On Tue, Feb 02, 2016 at 02:29:22PM -0500, Ola Bini wrote:
Hi,
We have now started looking at the proposal and the existing code. Our current plan is to first of all code more of the simulations referred to in stuff-to-test.txt. We also noticed that the hashring implementation for choosing the [DYSTOPIC/UTOPIC]_GUARDLIST hasn't been implemented in the simulation code - in fact, in the code it seems the [DYSTOPIC/UTOPIC]_GUARDS is used as the guardlist. We are planning on implementing the two different varieties of the guardlist selection algorithm as well.
Sounds good.
Another thing to note is that during our last meeting, we decided to not have the utopic/dystopic guardlists be disjoint (mainly for load balancing reasons): https://lists.torproject.org/pipermail/tor-dev/2016-January/010265.html Check the meeting logs if you care for more info.
Unfortunately, I think prop259 has not been updated to specify this new behavior.
This might be too researchy for what you are trying to do, but finding a nice behavior here would be very helpful.
Here are is an example idea of doing the 80/443 fascist firewall detection heuristic without two disjoint guard pools:
Alice initializes a single guard list with all the guard nodes.
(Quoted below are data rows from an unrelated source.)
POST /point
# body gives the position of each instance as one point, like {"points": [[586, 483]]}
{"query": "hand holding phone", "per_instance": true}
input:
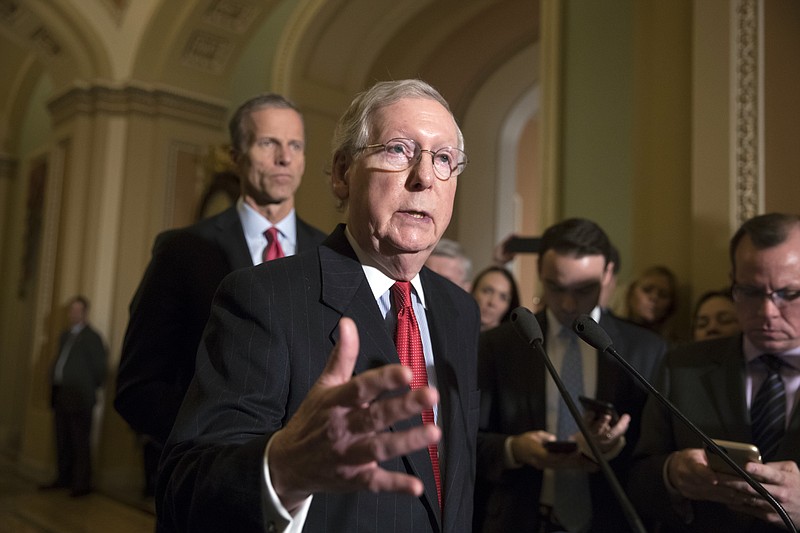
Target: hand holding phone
{"points": [[600, 408], [741, 452], [561, 446]]}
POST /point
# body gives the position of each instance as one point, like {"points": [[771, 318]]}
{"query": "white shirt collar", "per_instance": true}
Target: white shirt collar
{"points": [[255, 224], [379, 282]]}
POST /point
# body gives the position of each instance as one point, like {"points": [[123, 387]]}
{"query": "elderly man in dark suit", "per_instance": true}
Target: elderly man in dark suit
{"points": [[720, 385], [173, 301], [79, 370], [300, 413], [521, 485]]}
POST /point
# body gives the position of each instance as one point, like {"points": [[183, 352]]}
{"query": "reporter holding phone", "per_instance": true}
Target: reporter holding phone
{"points": [[520, 483], [720, 385]]}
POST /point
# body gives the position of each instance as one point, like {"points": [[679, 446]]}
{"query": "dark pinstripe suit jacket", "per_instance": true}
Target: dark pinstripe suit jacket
{"points": [[268, 339], [170, 310], [705, 380]]}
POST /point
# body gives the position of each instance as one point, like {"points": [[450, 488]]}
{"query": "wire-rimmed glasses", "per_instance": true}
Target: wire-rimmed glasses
{"points": [[400, 154]]}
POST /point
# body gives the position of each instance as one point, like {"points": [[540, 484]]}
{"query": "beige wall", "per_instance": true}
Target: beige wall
{"points": [[782, 105]]}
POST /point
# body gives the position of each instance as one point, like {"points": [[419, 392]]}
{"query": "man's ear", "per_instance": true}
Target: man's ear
{"points": [[609, 272], [340, 180]]}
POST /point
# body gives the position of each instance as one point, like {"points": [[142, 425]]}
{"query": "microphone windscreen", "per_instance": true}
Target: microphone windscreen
{"points": [[591, 332], [526, 325]]}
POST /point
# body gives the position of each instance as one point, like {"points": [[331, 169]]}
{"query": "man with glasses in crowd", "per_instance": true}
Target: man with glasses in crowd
{"points": [[741, 388], [300, 413]]}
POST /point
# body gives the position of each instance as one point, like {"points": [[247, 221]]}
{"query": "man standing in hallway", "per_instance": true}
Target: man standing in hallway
{"points": [[300, 415], [79, 370], [171, 305]]}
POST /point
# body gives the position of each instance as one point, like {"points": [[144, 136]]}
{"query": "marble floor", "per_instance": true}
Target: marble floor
{"points": [[25, 509]]}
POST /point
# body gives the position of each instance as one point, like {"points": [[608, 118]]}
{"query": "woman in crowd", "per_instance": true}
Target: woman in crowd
{"points": [[714, 316], [651, 299], [496, 292]]}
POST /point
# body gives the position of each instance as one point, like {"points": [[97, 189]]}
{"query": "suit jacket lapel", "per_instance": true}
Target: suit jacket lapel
{"points": [[346, 291], [305, 236], [442, 314], [724, 383], [230, 237]]}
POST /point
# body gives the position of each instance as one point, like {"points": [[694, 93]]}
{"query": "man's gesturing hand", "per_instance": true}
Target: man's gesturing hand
{"points": [[336, 439]]}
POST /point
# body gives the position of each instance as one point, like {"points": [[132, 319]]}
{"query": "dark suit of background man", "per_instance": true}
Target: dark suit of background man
{"points": [[79, 370], [716, 382], [172, 304], [520, 402], [299, 412]]}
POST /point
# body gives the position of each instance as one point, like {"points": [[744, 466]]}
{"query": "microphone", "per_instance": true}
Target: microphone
{"points": [[593, 334], [525, 324]]}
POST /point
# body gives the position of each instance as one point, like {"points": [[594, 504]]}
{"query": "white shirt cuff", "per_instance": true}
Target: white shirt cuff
{"points": [[289, 523]]}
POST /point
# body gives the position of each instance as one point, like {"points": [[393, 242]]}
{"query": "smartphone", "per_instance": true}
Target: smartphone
{"points": [[522, 244], [600, 408], [561, 446], [741, 452]]}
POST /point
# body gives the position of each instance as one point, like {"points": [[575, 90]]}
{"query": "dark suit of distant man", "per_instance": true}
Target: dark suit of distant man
{"points": [[78, 372]]}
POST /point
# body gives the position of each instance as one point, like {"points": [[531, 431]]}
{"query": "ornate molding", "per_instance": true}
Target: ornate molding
{"points": [[132, 99], [747, 113]]}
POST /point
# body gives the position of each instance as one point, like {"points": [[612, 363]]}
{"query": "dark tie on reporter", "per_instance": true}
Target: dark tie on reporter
{"points": [[409, 348], [768, 409], [273, 249]]}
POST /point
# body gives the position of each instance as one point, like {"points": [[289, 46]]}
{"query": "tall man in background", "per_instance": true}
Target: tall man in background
{"points": [[172, 304], [300, 412]]}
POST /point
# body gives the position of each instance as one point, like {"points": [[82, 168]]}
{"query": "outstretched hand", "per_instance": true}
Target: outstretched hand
{"points": [[337, 437]]}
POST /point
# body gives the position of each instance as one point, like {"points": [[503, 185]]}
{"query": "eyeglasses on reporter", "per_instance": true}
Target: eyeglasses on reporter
{"points": [[780, 297], [401, 154]]}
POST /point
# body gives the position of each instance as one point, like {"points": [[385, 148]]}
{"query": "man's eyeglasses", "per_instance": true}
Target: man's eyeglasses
{"points": [[747, 294], [401, 154]]}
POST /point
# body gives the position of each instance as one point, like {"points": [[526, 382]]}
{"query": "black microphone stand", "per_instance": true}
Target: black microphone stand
{"points": [[525, 324], [594, 335]]}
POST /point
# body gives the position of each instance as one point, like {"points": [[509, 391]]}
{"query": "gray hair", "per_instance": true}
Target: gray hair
{"points": [[450, 248], [353, 129]]}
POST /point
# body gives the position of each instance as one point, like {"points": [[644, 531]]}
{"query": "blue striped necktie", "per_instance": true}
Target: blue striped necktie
{"points": [[768, 409], [573, 503]]}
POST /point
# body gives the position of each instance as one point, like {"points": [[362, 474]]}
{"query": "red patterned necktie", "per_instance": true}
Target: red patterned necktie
{"points": [[273, 249], [409, 348]]}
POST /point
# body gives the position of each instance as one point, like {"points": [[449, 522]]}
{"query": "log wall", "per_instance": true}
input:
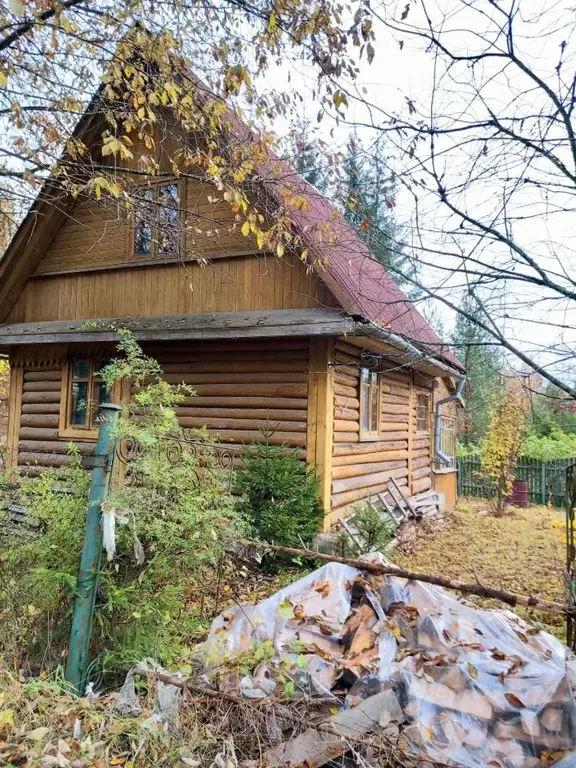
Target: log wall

Then she does steps 1 to 4 from §2 of prop259. Then in step 5, if Alice has tried more than GUARDLIST_FAILOVER_THRESHOLD guards from her guard list, she goes into "dystopic firewall" mode. During this mode, Alice only picks 80/443 nodes as guards (maybe from a separate dystopic guardlist). If those don't work either (she tries GUARDLIST_FAILOVER_THRESHOLD of them), then Alice "should make a note to herself that the network has potentially gone down" as suggested by step 5.b.
So in the above idea, there are two guardlists. Guardlist GUARDS has all the guards in the network, and then there is a DYSTOPIC_GUARDS guard list (which is a subset of GUARDS) which is only used during "dystopic firewall" mode. I think this has better load balancing and anonymity properties. But there might be even better behaviors. Feel free to come up with your own and test them!
After that, we are going to start looking at where it fits in the main Tor code base.
Sounds good. You might enjoy choose_random_entry_impl() as a starting point.
Feel free to ask us any questions you have about the Tor code base. Either here or on IRC.
The only thing I'm a bit unclear about from the specification is the idea of primary guards, and what the procedure is when no primary guards are possible - 259.§2.3 talks about "all available and fitting entry guards" - is this from the list of primary guards or the guardlist?
IIUC it's from the whole guardlist, but this should only happen if the primary guards are unreachable.
The idea with primary guards is that in an ideal world, a Tor client would always only connect to the top guard of its guardlist. To expose itself minimally to the network. Unfortunately, the network is fiddly so this is not possible because the top guard will eventually go down. The concept of primary guards tries to compensate for that, by going to extra lengths to ensure that at least you always connect to one of your N=3 top guards in your guard list. It does this by periodically checking the reachability of those top N=3 guards, and marking them online if they are (see step 2 of §2). So, even if you or your guards have reachability issues and you drift on your 12th guard or something, you will eventually come back to one of your primary guards when they are found online again.
Also, for the above heuristic to work, nodes that are not listed in the latest consensus should not be considered primary guards.
259.§2.4 says "adds a new entry guard" - is that adding it to the list of primary guards or something else?
Good question. I'm not sure what the proposal means there. Maybe isis can clarify this further?
Here is an attempt to help. Hope I don't confuse you further.
The currently implemented Tor guard algorithm keeps a list USED_GUARDS of the guards it has already connected to (it's also saved on disk and is the guard list you see in your Tor state file). Everytime Tor tries a new guard node, it adds it to USED_GUARDS. The top N guards of USED_GUARDS are the primary guards. If you have exhausted all of the guards in USED_GUARDS and you still can't connect, then you need to add a new node to USED_GUARDS and attempt to connect to it. I imagine that the "list of all available and fitting entry guards" referenced in step 3 is something like USED_GUARDS.
(It's actually not called USED_GUARDS in the code. I just named it like this for this email.)